Undercloud Upgrade

https://blueprints.launchpad.net/tripleo/+spec/undercloud-upgrade

Our currently documented upgrade path for the undercloud is very problematic. In fact, it doesn’t work. A number of different patches are attempting to address this problem (see the References section), but they all take slightly different approaches that are not necessarily compatible with each other.

Problem Description

The undercloud upgrade must be carefully orchestrated. A few of the problems that can be encountered during an undercloud upgrade if things are not done or not done in the proper order:

  1. Services may fail and get stuck in a restart loop
  2. Service databases may not be properly upgraded
  3. Services may fail to stop and prevent the upgraded version from starting

Currently there is not agreement over who should be responsible for running the various steps of the undercloud upgrade. Getting everyone on the same page regarding this is the ultimate goal of this spec.

Also of note is the MariaDB major version update flow from Upgrade documentation (under and overcloud). This will need to be addressed as part of whatever upgrade solution we decide to pursue.

Proposed Change

I’m going to present my proposed solution here, but will try to give a fair overview of the other proposals in the Alternatives section. Others should feel free to push modifications or follow-ups if I miss anything important, however.

Overview

Services must be stopped before their respective package update is run. This is because the RPM specs for the services include a mandatory restart to ensure that the new code is running after the package is updated. On a major version upgrade, this can and does result in broken services because the config files are not always forward compatible, so until Puppet is run again to configure them appropriately the service cannot start. The broken services can cause other problems as well, such as the yum update taking an excessively long time because it times out waiting for the service to restart. It’s worth noting that this problem does not exist on an HA overcloud because Pacemaker stubs out the service restarts in the systemd services so the package update restart becomes a noop.

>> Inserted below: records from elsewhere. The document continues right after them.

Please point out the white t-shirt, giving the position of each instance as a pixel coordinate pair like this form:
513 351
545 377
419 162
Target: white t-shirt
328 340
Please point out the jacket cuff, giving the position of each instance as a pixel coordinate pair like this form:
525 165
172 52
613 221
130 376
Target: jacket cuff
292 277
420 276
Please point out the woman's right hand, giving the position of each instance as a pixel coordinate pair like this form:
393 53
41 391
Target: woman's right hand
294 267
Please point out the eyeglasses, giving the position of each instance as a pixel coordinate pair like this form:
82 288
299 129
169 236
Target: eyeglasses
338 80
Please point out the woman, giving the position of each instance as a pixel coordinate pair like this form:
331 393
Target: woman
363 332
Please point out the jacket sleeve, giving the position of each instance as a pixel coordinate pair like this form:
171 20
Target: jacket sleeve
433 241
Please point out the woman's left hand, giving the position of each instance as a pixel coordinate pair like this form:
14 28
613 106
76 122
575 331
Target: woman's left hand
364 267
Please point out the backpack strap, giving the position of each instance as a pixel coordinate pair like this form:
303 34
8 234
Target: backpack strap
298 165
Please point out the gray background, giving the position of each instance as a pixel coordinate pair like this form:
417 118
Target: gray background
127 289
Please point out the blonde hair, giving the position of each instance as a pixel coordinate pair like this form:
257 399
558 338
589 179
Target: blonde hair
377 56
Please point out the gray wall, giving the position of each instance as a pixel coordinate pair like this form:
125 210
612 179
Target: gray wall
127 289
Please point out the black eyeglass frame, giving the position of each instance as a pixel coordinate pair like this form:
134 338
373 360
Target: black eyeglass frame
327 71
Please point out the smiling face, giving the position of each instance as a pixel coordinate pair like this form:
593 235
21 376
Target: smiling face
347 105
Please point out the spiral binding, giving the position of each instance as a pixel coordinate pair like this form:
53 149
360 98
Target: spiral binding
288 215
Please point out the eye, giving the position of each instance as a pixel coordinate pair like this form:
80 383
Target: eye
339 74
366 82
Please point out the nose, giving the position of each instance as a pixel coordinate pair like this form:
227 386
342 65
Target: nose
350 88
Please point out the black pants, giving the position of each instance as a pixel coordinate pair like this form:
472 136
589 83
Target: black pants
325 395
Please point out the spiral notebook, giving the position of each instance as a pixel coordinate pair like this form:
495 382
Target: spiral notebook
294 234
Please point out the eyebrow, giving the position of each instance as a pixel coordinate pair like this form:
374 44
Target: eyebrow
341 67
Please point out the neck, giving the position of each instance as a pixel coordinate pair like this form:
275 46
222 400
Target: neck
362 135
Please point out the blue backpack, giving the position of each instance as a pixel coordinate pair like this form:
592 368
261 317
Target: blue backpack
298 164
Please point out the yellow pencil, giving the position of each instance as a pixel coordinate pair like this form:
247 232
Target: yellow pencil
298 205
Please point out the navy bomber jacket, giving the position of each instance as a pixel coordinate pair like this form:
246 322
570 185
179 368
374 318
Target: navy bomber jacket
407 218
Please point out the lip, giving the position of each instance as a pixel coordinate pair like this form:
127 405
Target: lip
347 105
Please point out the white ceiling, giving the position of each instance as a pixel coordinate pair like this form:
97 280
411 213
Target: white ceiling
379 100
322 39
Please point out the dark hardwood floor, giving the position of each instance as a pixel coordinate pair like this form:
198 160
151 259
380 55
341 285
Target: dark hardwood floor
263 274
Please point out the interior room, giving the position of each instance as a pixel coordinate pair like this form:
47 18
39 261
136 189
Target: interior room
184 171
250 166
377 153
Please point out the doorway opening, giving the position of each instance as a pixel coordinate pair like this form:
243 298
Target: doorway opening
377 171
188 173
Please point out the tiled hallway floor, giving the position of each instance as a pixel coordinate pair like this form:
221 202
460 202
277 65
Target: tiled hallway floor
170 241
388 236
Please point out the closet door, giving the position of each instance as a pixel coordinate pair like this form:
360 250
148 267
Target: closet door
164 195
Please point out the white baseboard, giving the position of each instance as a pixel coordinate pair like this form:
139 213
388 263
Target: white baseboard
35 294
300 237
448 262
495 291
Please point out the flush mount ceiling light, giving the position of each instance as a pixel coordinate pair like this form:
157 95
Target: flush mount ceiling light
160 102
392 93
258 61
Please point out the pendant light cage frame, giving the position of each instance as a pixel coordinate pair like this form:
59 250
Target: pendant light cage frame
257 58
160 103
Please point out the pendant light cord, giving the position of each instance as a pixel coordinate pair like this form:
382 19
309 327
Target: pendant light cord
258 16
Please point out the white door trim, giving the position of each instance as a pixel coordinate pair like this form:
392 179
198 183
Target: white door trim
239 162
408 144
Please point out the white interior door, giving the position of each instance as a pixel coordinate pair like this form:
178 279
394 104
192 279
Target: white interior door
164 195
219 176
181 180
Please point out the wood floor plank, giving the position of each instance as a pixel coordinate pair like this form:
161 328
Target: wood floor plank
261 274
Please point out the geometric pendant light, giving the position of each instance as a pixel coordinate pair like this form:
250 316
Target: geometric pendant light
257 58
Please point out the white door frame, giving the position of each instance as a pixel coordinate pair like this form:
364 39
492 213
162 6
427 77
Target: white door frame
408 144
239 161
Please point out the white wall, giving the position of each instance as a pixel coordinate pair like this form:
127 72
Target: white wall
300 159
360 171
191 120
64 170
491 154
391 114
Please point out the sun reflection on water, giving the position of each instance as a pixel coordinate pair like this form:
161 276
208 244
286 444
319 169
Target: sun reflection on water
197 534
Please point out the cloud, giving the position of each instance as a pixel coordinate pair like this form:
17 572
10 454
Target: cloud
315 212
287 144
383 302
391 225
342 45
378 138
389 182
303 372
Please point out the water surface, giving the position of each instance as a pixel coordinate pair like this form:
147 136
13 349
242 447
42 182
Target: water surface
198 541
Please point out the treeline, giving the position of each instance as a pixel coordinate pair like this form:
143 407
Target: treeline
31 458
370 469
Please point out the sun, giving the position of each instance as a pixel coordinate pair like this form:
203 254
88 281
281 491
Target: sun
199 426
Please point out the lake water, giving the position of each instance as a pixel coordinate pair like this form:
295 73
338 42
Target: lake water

Because the undercloud is not required to have extremely high uptime, I am in favor of just stopping all of the services, updating all the packages, then re-running the undercloud install to apply the new configs and start the services again. This ensures that the services are not restarted by the package update - which only happens if the service was running at the time of the update - and that there is no chance of an old version of a service being left running and interfering with the new version, as can happen when moving a service from a standalone API process to httpd.

instack-undercloud will be responsible for implementing the process described above. However, to avoid complications with instack-undercloud trying to update itself, tripleoclient will be responsible for updating instack-undercloud and its dependencies first. This two-step approach should allow us to sanely use an older tripleoclient to run the upgrade because the code in the client will be minimal and should not change from release to release. Upgrade-related backports to stable clients should not be needed in any foreseeable case. Any potential version-specific logic can live in instack-undercloud. The one exception being that we may need to initially backport this new process to the previous stable branch so we can start using it without waiting an entire cycle. Since the current upgrade process does not work correctly there, I think this would be a valid bug fix backport.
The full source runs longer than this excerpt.